REPUBLIKA.CO.ID, BANDUNG BARAT -- Pengembang Perumahan The Emeralda Resort akhirnya angkat suara terkait akhirnya angkat suara terkait dugaan penipuan pembangunan rumah di Desa Jayamekar, Kecamatan Padalarang, Kabupaten Bandung Barat (KBB), Jawa Barat. Rumah yang dipesan konsumen tak kunjung dibangun meskipun uang sudah disetorkan kepada pihak developer sesuai kesepakatan.
Direktur Utama PT Siliwangi Anatha Bumi (SAB) Yana Priatna membantah tudingan adanya unsur penipuan dalam proyek pembangunan perumahan tersebut. Namun dia mengakui adanya keterlambatan pembangunan. Dana yang masuk dari konsumen diakuinya langsung digunakan untuk kebutuhan proyek, terutama pembebasan lahan dan pekerjaan awal di lokasi.
"Tidak ada niat penipuan, sertifikat masih cash on hand. Saya siap diaudit kapan saja. Kami fokus pada pelunasan tanah terlebih dahulu. Selain itu, proses perizinan cukup lama, begitu juga pekerjaan cut and fill. Akibatnya proyek mengalami keterlambatan," ungkap Yana saat dihubungi, Rabu (10/6/2026).
Yana mengurai kesalahan perusahaannya dalam melaksanakan proyek pembangunan perumahan mewah itu. Menurutnya, perusahaan melakukan sejumlah kesalahan dalam pengelolaan proyek yang The Emeralda Resort merupakan proyek berskala besar pertama yang dikelola perusahaannya.

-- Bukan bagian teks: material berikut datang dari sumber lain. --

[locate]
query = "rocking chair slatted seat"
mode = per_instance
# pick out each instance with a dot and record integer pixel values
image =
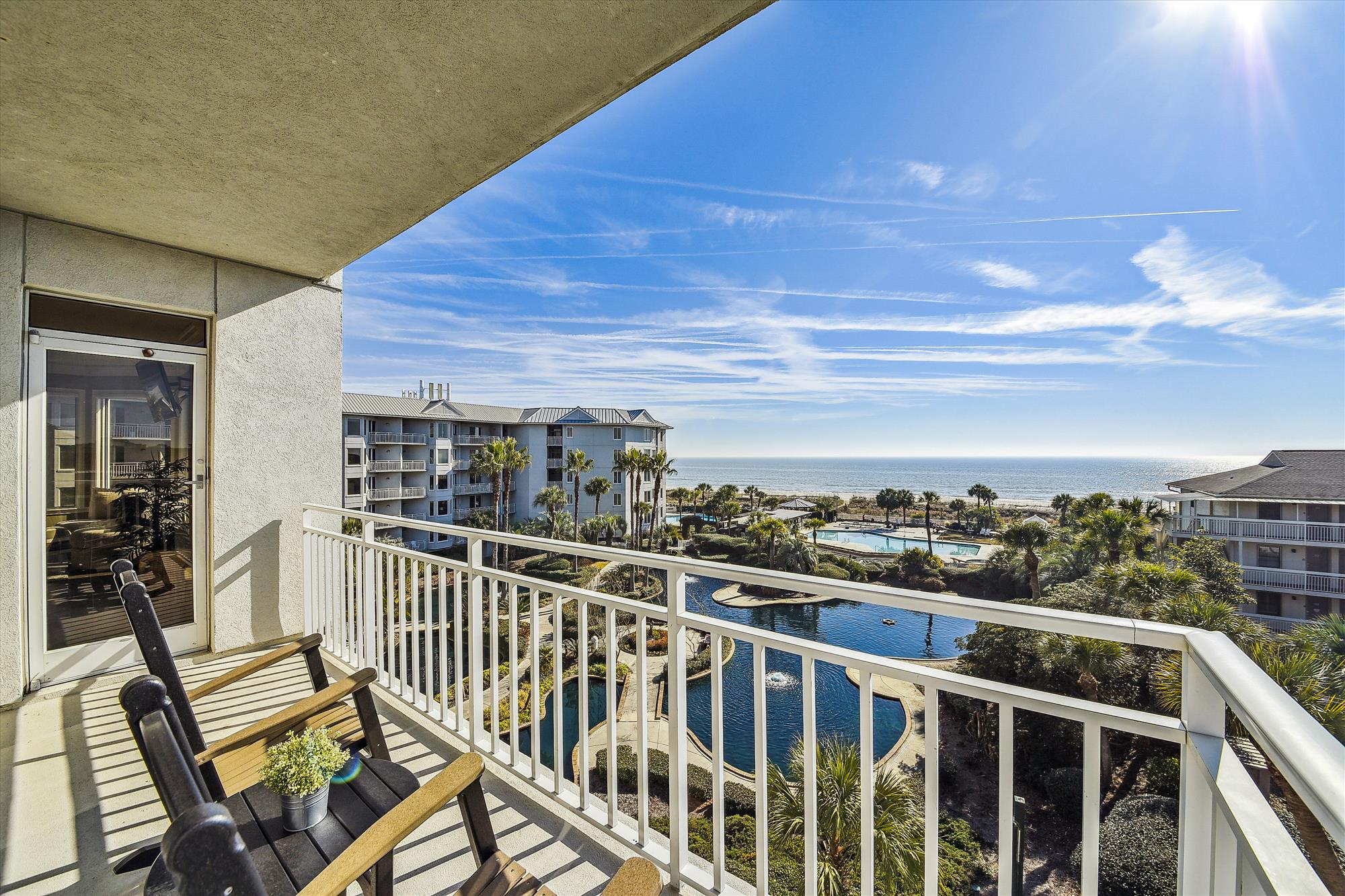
(235, 770)
(240, 846)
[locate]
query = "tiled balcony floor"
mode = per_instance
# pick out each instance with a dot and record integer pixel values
(75, 797)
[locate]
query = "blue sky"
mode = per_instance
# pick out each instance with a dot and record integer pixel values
(915, 229)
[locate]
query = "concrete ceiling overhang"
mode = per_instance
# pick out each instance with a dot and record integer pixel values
(298, 136)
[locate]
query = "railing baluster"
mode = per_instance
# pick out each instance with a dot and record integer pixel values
(810, 778)
(867, 782)
(558, 708)
(535, 639)
(761, 737)
(445, 584)
(931, 791)
(513, 674)
(1005, 845)
(718, 762)
(416, 634)
(493, 620)
(642, 762)
(582, 748)
(1091, 809)
(610, 620)
(677, 725)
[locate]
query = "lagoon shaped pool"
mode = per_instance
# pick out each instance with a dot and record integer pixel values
(894, 545)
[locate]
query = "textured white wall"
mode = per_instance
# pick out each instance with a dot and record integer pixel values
(276, 412)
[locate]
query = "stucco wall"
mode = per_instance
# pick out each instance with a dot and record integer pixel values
(276, 412)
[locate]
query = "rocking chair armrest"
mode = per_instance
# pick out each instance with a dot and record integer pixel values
(290, 719)
(636, 877)
(392, 829)
(298, 646)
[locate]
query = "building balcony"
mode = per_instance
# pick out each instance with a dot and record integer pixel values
(396, 493)
(397, 466)
(399, 438)
(1268, 530)
(155, 432)
(1230, 838)
(1295, 580)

Sehingga terdapat kekurangan dalam aspek manajemen operasional, pemasaran, investasi, hingga pengelolaan organisasi.
"Mungkin karena ini pertama kalinya kami mengelola proyek dengan skala sebesar ini, ada kesalahan dalam manajemen, baik operasional, pemasaran, investasi maupun hal lainnya," ujar Yana.
Selain itu, perusahaan juga mengalokasikan dana dalam jumlah besar untuk menyelesaikan pembebasan lahan sebelum memulai pembangunan fisik secara maksimal. Kemudian biaya operasional dan pemasaran yang cukup besar juga turut membebani keuangan perusahaan. Kondisi tersebut diperparah situasi ekonomi yang membuat pemasukan tidak sebanding dengan pengeluaran.

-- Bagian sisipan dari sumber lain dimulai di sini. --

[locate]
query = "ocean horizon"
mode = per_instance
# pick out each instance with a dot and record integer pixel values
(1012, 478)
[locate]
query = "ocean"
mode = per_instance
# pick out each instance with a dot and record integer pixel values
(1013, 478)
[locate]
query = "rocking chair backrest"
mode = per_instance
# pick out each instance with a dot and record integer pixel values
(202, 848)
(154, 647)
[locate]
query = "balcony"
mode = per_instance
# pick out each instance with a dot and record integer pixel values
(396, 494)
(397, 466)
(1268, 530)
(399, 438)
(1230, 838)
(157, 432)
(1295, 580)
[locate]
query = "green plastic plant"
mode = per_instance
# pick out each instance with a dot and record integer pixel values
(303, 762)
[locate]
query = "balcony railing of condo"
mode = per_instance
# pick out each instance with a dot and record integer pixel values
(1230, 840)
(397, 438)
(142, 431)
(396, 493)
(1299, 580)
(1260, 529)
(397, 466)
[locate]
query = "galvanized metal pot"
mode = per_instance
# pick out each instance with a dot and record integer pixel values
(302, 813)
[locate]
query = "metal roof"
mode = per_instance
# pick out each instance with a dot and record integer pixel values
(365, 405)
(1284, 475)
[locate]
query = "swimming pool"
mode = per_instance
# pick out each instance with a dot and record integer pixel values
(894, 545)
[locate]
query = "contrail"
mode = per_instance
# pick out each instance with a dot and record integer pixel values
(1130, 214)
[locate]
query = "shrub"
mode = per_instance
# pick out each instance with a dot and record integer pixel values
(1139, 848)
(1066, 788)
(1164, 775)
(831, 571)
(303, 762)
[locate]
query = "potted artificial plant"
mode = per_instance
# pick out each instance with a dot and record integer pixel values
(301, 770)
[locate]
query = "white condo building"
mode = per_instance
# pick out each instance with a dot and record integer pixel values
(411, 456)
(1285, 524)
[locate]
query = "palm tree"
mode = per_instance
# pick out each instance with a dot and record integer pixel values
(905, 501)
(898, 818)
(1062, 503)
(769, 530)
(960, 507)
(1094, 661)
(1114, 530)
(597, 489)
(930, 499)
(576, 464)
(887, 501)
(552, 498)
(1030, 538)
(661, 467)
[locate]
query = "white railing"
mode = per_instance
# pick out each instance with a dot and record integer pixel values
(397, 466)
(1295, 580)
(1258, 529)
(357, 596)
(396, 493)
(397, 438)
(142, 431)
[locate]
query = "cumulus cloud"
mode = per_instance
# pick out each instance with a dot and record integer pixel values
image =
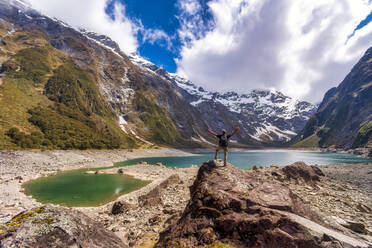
(298, 47)
(157, 36)
(91, 15)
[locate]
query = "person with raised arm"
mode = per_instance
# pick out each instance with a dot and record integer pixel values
(223, 142)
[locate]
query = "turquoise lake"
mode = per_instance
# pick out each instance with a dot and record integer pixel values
(77, 188)
(246, 160)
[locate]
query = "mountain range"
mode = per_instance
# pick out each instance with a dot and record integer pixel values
(65, 88)
(344, 117)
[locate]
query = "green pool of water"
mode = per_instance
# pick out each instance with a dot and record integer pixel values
(76, 188)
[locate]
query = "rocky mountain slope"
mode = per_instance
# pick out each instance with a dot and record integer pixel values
(344, 118)
(266, 116)
(79, 90)
(233, 208)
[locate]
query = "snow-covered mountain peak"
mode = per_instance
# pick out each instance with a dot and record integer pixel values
(272, 115)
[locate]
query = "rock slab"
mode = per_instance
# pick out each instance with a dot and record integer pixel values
(231, 207)
(52, 226)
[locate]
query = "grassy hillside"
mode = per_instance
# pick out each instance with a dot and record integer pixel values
(48, 101)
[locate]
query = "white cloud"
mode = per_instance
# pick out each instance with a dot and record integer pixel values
(91, 15)
(298, 47)
(157, 36)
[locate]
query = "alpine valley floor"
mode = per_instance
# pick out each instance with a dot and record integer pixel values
(344, 193)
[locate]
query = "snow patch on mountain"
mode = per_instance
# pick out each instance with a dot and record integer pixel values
(273, 116)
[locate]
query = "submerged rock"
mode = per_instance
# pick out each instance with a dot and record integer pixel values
(52, 226)
(299, 171)
(231, 207)
(120, 207)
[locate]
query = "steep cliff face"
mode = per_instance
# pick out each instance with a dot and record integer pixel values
(109, 100)
(266, 117)
(344, 117)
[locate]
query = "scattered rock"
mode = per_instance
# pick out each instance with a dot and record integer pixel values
(160, 165)
(299, 171)
(121, 207)
(172, 180)
(151, 199)
(52, 226)
(364, 208)
(356, 227)
(230, 206)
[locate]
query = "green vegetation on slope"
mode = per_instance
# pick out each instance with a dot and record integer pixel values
(162, 129)
(364, 136)
(47, 101)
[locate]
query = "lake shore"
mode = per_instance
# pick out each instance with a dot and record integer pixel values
(344, 188)
(17, 167)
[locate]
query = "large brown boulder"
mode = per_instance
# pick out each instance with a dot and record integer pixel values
(60, 227)
(299, 172)
(230, 206)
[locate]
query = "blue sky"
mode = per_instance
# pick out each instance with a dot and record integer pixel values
(299, 47)
(160, 15)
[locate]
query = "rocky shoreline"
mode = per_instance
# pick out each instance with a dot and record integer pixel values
(137, 218)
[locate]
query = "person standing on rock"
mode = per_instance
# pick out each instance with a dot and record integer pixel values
(223, 142)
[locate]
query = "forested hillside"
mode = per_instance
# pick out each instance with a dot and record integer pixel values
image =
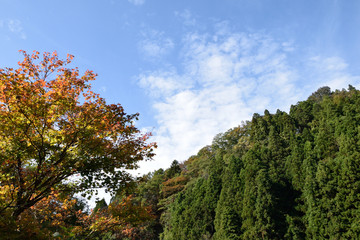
(285, 175)
(281, 175)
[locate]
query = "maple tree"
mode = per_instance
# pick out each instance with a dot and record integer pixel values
(53, 127)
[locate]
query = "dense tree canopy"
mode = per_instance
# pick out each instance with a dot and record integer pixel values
(284, 175)
(52, 127)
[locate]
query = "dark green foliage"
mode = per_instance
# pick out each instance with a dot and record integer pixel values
(280, 176)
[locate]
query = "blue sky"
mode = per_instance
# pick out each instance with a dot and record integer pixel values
(196, 68)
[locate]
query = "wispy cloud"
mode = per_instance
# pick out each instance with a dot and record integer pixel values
(155, 45)
(187, 18)
(225, 78)
(137, 2)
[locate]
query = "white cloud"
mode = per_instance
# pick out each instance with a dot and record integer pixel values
(330, 71)
(155, 45)
(137, 2)
(224, 79)
(186, 17)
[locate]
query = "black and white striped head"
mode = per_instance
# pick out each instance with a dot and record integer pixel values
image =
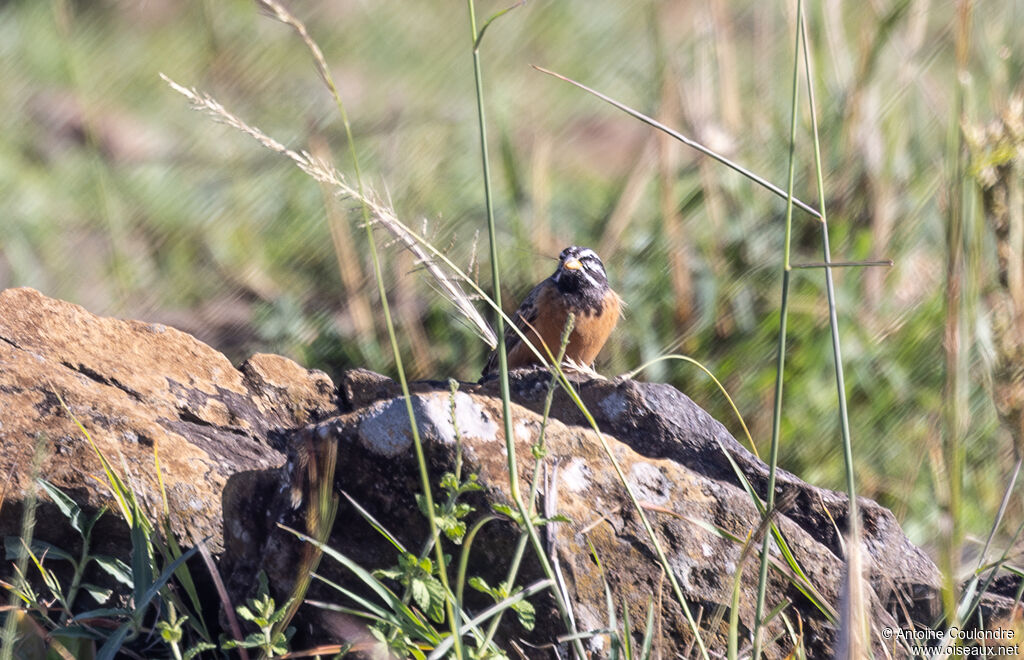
(581, 270)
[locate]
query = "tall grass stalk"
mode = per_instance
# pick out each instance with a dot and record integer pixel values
(783, 313)
(956, 412)
(8, 633)
(524, 512)
(856, 629)
(539, 453)
(325, 73)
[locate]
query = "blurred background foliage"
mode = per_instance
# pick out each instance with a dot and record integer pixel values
(113, 194)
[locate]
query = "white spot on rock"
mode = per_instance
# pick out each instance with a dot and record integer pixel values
(385, 427)
(649, 484)
(576, 476)
(614, 405)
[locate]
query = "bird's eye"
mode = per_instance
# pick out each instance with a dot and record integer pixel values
(592, 263)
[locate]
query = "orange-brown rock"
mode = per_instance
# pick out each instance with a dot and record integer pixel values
(140, 390)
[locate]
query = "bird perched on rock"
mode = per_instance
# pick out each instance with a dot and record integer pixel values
(579, 286)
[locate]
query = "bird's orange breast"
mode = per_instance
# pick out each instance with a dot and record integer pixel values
(590, 331)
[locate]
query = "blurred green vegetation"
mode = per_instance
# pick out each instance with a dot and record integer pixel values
(115, 195)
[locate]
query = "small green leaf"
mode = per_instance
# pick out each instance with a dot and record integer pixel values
(436, 590)
(526, 614)
(420, 594)
(198, 649)
(98, 594)
(67, 506)
(114, 567)
(480, 584)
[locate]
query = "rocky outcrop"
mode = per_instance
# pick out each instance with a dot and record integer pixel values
(674, 456)
(235, 447)
(141, 391)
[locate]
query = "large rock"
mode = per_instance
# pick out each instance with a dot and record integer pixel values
(238, 449)
(138, 389)
(673, 454)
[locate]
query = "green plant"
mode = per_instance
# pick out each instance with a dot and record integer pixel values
(264, 613)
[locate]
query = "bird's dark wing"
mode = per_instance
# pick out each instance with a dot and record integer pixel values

"Ya, untuk pembebasan tanah, cut and fill, dan progres lainnya. Saya akui juga ada kesalahan karena biaya operasional, pemasaran, dan penjualan terlalu besar. Ditambah berbagai krisis yang terjadi, pemasukan tidak sejalan dengan pengeluaran sehingga kami mengalami masalah cash flow," jelas Yana.